I have a Framework Laptop with Fedora 37 installed.
I was using GNOME Boxes to run Windows 11. I tried redirecting my bluetooth to the VM so I could connect my logitech keyboard and mouse to the Logi+ app. Doing so disabled bluetooth on the host machine. When I tried toggling that option off using the laptop’s trackpad, GNOME Boxes became unresponsive.
Restarted the host machine then restarted the VM to turn off the redirection but the option for bluetooth is gone. Multiple restarts also won’t renable bluetooth on my host machine
Ran in terminal
lsusb -v | grep Bluetooth | grep DeviceProtocol
returned
Couldn't open device, some information will be missing
If you have virtualization normally there is no need to use a extra keyboard for virtual environments you are running on your host.
If you tell us what you want to achieve with this we do might find a other solution for your effective problem. For me it looks like that you try to update a firmware who just works on Windows ?

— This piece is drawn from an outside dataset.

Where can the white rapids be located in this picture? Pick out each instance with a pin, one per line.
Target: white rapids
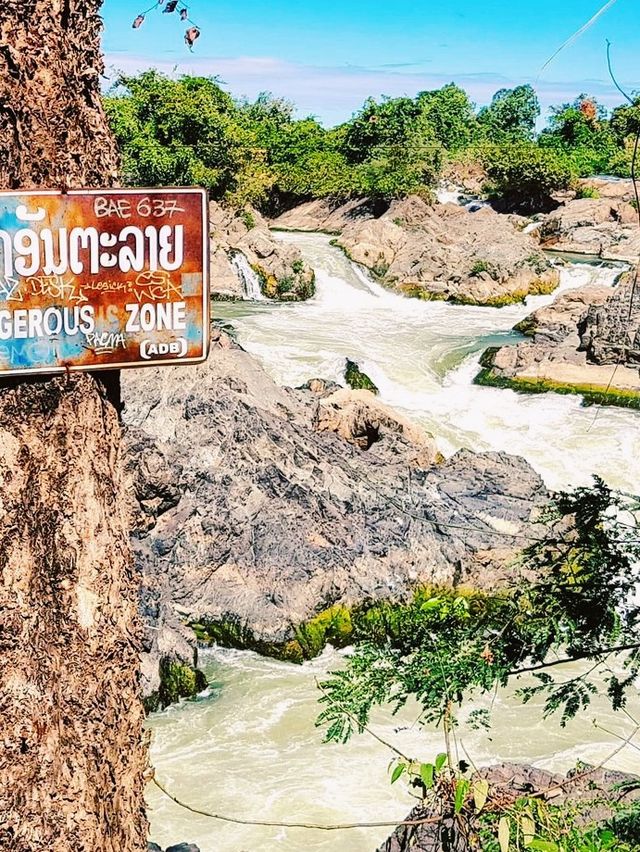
(423, 356)
(248, 747)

Thanks @ilikelinux I tried putting as many correct tags as I could on my post. I didn’t put it in the common issues category because I’m not sure how common this issue is. It is certainly a problem from a UX perspective.
Luckily I was able to restore my bluetooth on my host machine. In my panic I tried a bunch of terminal commands, none of them seemed to work, though after restarting my computer for the 3rd time it magically returned.

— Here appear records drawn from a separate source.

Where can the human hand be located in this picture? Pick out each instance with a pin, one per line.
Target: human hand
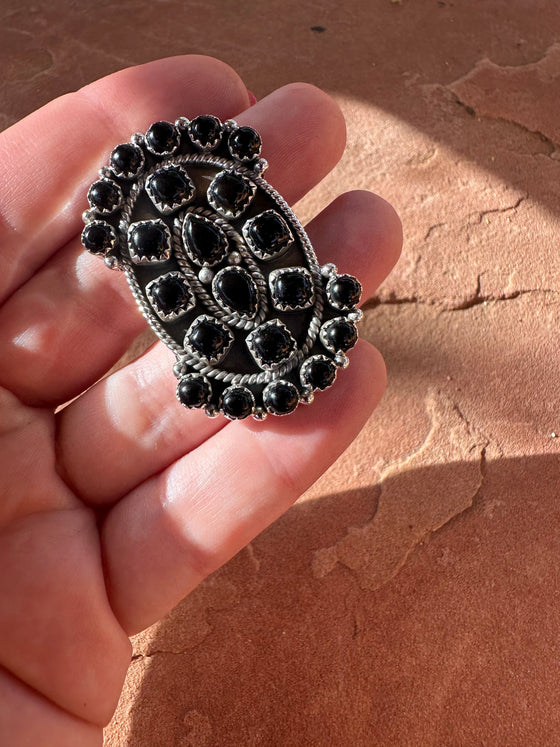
(115, 507)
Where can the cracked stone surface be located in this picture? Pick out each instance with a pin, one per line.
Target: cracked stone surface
(411, 597)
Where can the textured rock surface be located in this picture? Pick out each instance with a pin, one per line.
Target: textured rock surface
(411, 597)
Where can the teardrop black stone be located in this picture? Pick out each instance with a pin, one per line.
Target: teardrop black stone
(104, 195)
(237, 290)
(205, 131)
(126, 160)
(237, 402)
(206, 243)
(162, 138)
(245, 143)
(193, 391)
(281, 398)
(342, 335)
(98, 237)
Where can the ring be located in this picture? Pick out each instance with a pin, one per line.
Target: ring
(221, 268)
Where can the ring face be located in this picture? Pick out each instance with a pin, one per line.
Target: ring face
(221, 268)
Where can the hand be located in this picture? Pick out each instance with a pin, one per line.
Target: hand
(115, 507)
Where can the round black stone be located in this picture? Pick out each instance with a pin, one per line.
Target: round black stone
(205, 130)
(148, 240)
(98, 237)
(320, 373)
(237, 402)
(292, 288)
(237, 290)
(345, 291)
(208, 339)
(342, 335)
(272, 344)
(126, 160)
(269, 233)
(193, 391)
(170, 187)
(206, 243)
(245, 143)
(104, 196)
(281, 398)
(162, 138)
(230, 192)
(170, 294)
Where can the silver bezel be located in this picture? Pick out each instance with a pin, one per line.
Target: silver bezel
(307, 364)
(229, 213)
(228, 309)
(186, 244)
(254, 332)
(195, 353)
(275, 274)
(161, 206)
(174, 314)
(265, 257)
(136, 258)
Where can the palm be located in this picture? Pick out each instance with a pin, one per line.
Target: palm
(118, 505)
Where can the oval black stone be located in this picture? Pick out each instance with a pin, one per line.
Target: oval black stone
(237, 402)
(98, 237)
(269, 233)
(281, 398)
(162, 138)
(126, 160)
(292, 288)
(170, 187)
(205, 131)
(208, 339)
(148, 240)
(237, 290)
(193, 391)
(342, 335)
(170, 294)
(345, 291)
(104, 196)
(320, 373)
(245, 143)
(230, 193)
(205, 241)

Here are some of the things I tried.
systemctl enable bluetooth
systemctl start bluetooth
sudo rmod btusb
sudo modprobe btusb
sudo rfkill unblock bluetooth
In terms of what I was trying to accomplish, yes check and update the firmware on my Logitech mouse and keyboard. Remap the 3 available connections for each device. The workaround is that I can connect them using their USB receivers.
From a UX perspective it’s a big problem to lose your Bluetooth capability on your host machine. There was no warning about the possible consequences, there was no documentation on how to restore bluetooth to the host machine. If anyone sees this post, I’m a UX designer and I would be interested in collaborating with a maintainer of this project to fix this issue.

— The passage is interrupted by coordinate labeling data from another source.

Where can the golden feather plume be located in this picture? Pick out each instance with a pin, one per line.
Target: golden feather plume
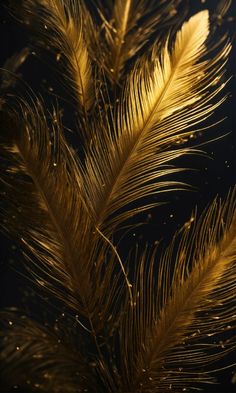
(163, 99)
(127, 29)
(60, 25)
(43, 172)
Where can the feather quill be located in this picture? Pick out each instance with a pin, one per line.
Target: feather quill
(163, 99)
(193, 301)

I do agree, but i would have achieved this with a win10/11 boot iso and tried to check update your system this way. So your Fedora wouldn’t have be affected. In my time when I worked for corporated companies we had a windows boot iso. Bart-CD was the name from the Windows-XT/7 I had one. Microsoft offered a own one.
As soon as you use the SUDO account, you have to be aware that you can brick your System if yo not know exactly what you are doing. The system does not know your knowledge level and does not have a built in warning if the command is legit while working as an elevated user. The fault is in this case on your side
I agree that rfkill unblock bluetooth was the most likely action that restored bluetooth to the host machine. It was the last command that I ran. The restoration did not happen until I after rebooting
As i mentioned, I said Windows quite a long time ago good bye. But a quick googling showed that it is still possible to do a working boot medium from an existing Windows installation.